くるまのニュース 2023年1月3日 10時10分

霧などの悪天候時に使用する「フォグランプ」ですが、不必要な点灯はまぶしく迷惑なばかりか、取締りの対象となる場合もあります。今回はフォグランプの正しい使い方について紹介します。

■「フォグランプの設置」の保安基準とは

 大雨や霧、吹雪などの悪天候時に視界確保の手段として便利なフォグランプですが、設置することでクルマの外観もスタイリッシュに見えることから、ドレスアップアイテムとしても人気を集めています。

 しかし一方で使用条件に合わないフォグランプ点灯で走行しているクルマを見かけますが、これが違反となるケースもあるといいます。

 そもそもFog(フォグ)とは「霧」「もや」「濃霧」を指します。

 霧(フォグ)や悪天候ではないのに前方のフォグランプを点灯していたり、先行車がリアフォグランプを点灯していて眩しいといったケースがあります。

 国土交通省が定める道路運送車両法では、フォグランプの正しい取り付け位置や数について保安基準が明記されています。
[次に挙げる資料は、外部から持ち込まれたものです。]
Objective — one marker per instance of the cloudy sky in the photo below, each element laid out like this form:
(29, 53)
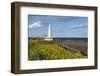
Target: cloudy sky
(62, 26)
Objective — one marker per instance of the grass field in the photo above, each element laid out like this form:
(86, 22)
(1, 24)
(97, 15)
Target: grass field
(42, 50)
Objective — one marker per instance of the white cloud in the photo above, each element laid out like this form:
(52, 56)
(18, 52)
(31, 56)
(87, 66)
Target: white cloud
(36, 24)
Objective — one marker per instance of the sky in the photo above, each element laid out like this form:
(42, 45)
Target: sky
(62, 26)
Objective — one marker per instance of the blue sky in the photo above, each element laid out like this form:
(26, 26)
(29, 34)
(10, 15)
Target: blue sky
(62, 26)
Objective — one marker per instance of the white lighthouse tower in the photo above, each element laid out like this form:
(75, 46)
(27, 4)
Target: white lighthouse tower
(49, 37)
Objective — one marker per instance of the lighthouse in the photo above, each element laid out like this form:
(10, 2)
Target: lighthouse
(49, 37)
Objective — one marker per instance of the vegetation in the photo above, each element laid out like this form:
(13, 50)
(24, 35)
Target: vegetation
(42, 50)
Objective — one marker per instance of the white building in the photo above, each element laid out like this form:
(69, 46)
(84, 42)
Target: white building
(49, 37)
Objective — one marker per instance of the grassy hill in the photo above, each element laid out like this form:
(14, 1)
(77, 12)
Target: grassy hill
(42, 50)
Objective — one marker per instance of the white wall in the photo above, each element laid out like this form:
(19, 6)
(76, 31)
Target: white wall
(5, 33)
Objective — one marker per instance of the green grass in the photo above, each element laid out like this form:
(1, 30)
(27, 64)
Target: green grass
(40, 50)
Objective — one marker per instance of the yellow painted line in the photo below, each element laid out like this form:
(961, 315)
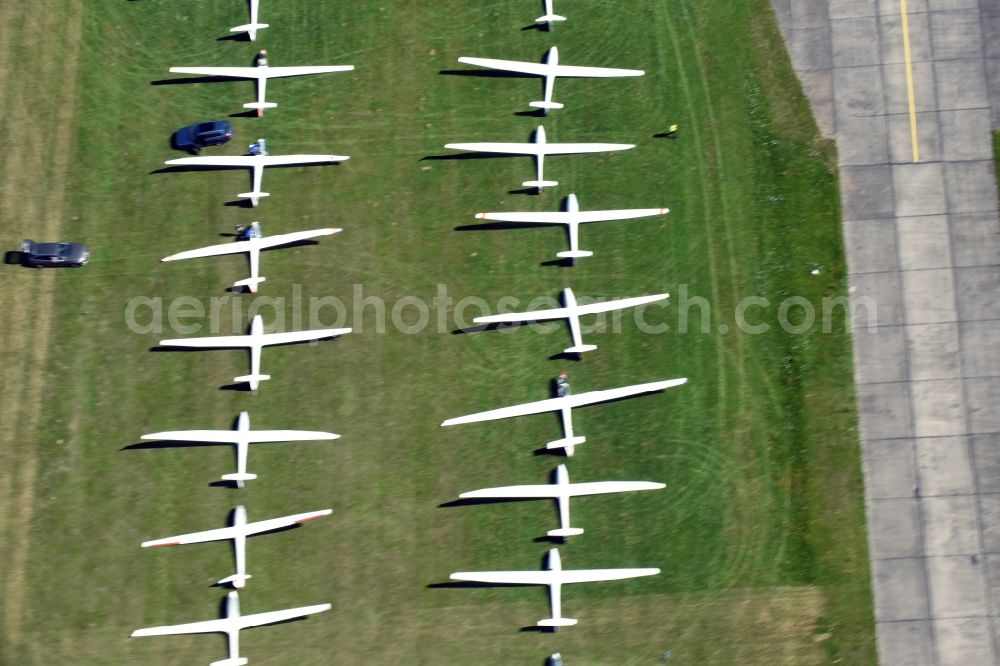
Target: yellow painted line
(909, 80)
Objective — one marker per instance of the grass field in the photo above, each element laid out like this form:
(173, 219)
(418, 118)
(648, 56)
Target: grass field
(760, 532)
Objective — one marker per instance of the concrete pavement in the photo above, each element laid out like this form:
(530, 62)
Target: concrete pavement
(912, 124)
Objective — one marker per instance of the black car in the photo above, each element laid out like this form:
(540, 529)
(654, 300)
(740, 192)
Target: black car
(53, 255)
(195, 137)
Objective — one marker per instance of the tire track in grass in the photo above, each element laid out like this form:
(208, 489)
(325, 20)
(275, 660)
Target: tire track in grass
(33, 187)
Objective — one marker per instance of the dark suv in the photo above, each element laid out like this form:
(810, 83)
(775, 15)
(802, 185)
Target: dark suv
(195, 137)
(53, 255)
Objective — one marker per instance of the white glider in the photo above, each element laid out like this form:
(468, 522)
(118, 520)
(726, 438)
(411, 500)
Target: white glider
(242, 437)
(231, 626)
(573, 217)
(261, 73)
(564, 406)
(255, 341)
(238, 533)
(549, 69)
(539, 148)
(555, 577)
(257, 163)
(571, 312)
(561, 491)
(550, 15)
(253, 246)
(254, 25)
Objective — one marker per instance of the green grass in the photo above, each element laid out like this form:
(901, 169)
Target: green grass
(760, 532)
(996, 153)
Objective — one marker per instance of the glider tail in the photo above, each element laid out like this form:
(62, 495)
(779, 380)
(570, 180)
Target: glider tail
(540, 183)
(260, 106)
(579, 349)
(250, 28)
(239, 478)
(253, 380)
(254, 197)
(566, 443)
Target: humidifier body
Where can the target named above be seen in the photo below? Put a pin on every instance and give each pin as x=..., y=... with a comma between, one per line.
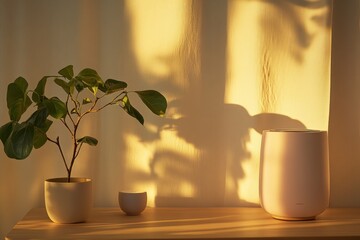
x=294, y=173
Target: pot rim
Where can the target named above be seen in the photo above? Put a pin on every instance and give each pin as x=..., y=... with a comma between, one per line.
x=294, y=130
x=65, y=180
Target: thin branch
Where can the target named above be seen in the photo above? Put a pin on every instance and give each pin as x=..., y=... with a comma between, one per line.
x=62, y=154
x=67, y=109
x=78, y=151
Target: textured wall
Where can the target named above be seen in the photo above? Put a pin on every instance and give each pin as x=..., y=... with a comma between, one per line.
x=229, y=69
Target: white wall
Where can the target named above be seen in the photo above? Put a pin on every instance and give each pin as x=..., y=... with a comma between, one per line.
x=229, y=70
x=344, y=121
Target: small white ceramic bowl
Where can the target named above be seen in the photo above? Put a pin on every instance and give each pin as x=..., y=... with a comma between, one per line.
x=132, y=203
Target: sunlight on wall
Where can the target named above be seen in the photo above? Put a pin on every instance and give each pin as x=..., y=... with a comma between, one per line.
x=277, y=61
x=157, y=29
x=141, y=162
x=284, y=72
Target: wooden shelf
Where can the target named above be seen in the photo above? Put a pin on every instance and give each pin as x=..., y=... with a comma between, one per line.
x=190, y=223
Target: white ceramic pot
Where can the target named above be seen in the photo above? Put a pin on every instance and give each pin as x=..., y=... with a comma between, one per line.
x=132, y=203
x=294, y=173
x=68, y=202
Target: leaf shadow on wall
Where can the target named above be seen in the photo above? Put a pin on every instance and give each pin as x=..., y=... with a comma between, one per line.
x=205, y=171
x=218, y=132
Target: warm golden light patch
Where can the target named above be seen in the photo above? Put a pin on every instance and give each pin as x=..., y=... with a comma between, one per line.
x=157, y=30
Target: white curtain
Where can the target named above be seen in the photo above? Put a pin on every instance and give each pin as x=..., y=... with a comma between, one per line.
x=229, y=70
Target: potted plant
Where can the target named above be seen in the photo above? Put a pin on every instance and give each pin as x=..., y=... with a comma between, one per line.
x=67, y=199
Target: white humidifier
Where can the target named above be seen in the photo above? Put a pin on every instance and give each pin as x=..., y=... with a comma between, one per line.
x=294, y=173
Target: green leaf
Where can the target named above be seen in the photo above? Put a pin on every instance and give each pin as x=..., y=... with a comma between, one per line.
x=56, y=108
x=67, y=72
x=5, y=131
x=63, y=84
x=39, y=91
x=20, y=142
x=87, y=100
x=154, y=100
x=39, y=117
x=131, y=110
x=17, y=109
x=77, y=84
x=112, y=85
x=88, y=140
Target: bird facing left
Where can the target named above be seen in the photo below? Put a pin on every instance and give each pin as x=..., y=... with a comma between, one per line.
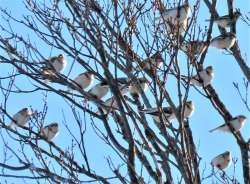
x=20, y=118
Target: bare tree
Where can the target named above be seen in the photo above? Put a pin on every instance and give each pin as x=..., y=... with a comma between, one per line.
x=132, y=49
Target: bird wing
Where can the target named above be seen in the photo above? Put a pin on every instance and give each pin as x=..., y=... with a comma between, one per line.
x=223, y=128
x=151, y=111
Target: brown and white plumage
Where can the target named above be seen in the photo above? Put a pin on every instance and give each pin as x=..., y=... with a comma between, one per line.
x=227, y=20
x=237, y=123
x=50, y=131
x=21, y=118
x=194, y=47
x=222, y=161
x=99, y=90
x=84, y=79
x=204, y=78
x=152, y=63
x=134, y=88
x=109, y=105
x=225, y=41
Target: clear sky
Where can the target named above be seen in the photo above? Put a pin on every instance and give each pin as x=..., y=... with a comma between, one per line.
x=205, y=117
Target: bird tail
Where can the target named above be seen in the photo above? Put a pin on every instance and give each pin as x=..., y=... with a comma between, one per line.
x=222, y=128
x=213, y=130
x=147, y=111
x=12, y=125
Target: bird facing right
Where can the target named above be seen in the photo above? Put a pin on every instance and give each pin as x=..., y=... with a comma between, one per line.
x=222, y=161
x=224, y=41
x=50, y=131
x=21, y=118
x=227, y=20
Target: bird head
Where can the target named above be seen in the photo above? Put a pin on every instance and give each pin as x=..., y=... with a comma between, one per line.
x=237, y=13
x=26, y=111
x=158, y=58
x=60, y=57
x=89, y=75
x=190, y=105
x=242, y=118
x=231, y=35
x=227, y=153
x=53, y=127
x=104, y=83
x=209, y=70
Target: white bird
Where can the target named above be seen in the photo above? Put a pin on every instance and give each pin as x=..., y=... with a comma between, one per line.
x=50, y=131
x=84, y=79
x=134, y=89
x=99, y=90
x=222, y=161
x=204, y=78
x=58, y=63
x=227, y=20
x=194, y=47
x=152, y=63
x=225, y=41
x=21, y=118
x=177, y=14
x=237, y=123
x=169, y=112
x=109, y=105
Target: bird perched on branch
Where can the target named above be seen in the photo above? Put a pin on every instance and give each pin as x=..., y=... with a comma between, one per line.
x=109, y=105
x=222, y=161
x=84, y=79
x=50, y=131
x=204, y=78
x=21, y=118
x=168, y=112
x=236, y=123
x=134, y=88
x=99, y=90
x=225, y=41
x=195, y=48
x=227, y=20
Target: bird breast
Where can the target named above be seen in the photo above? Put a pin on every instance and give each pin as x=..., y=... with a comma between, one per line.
x=223, y=43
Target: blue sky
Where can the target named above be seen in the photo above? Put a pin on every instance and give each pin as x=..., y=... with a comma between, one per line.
x=205, y=117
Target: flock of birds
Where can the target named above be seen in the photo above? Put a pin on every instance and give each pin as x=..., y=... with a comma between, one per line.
x=175, y=16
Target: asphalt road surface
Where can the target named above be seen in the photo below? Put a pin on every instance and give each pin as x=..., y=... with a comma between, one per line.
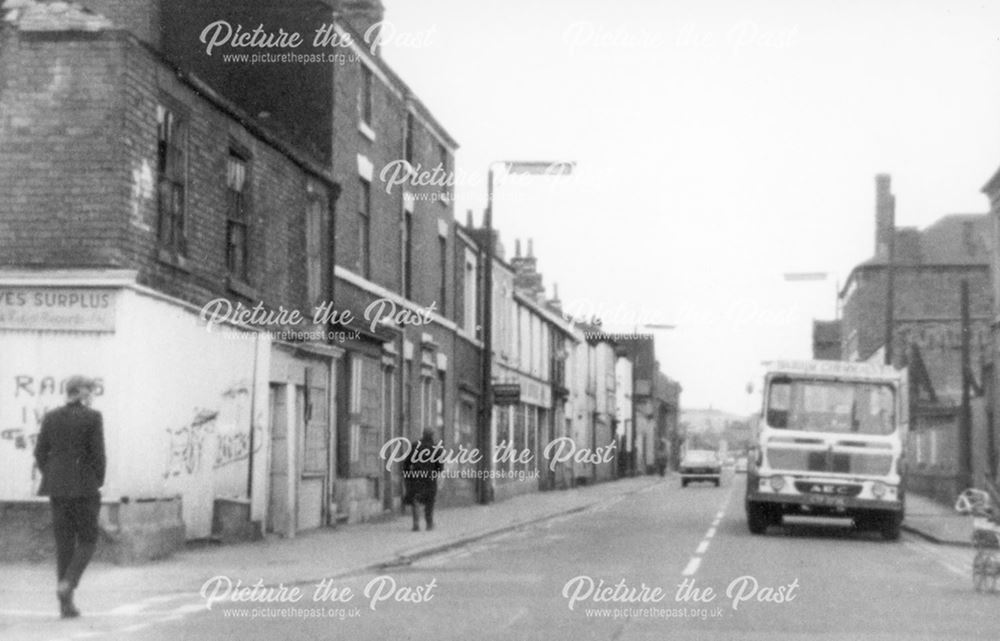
x=664, y=563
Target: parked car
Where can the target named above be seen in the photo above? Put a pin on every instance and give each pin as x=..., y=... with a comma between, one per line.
x=701, y=465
 新車購入の際にフォグランプを取り付けている場合は、当然基準適合をパスしたものが販売されていますが、後付けで取り付ける場合は、保安基準を満たす必要があります。

 道路運送車両法の保安基準では、フロントのフォグランプを「前部霧灯」、リアフォグランプを「後部霧灯」と和名での記載になっています。

 前部、後部ともにフォグランプの保安基準にはそれぞれ細かい基準が定められています。

 例えば点灯色では、フロントは白色もしくは淡黄色でかつ左右同色であること、リアは赤のみです。

 また前後ともに2個以下であることや、取り付けの高さ、位置などが定められているほか、明るさ(光度)や照射する向きなど細かく決まっています。

 カー用品店やネット通販などでフォグランプを購入し、自身で基準に合わせて設置することは難しいため、取り付けはプロに依頼するのが望ましいでしょう。

 また、購入する際のフォグランプは「車検適合品」であるかについても確認が必要となります。

 光が強すぎる場合は他の交通に迷惑であるばかりか、車検にも通らない可能性があるからです。

■「フォグランプの迷惑行為」と違法ケース

 フォグランプの明るさに関し、フロントフォグランプについて道路運送車両法33条の2では次のように定められています。

フォグランプの使用は悪天候などによる視界制限が前提になるので、通常の夜間走行でのフォグランプ点灯は控えなければなりません[画像はイメージです]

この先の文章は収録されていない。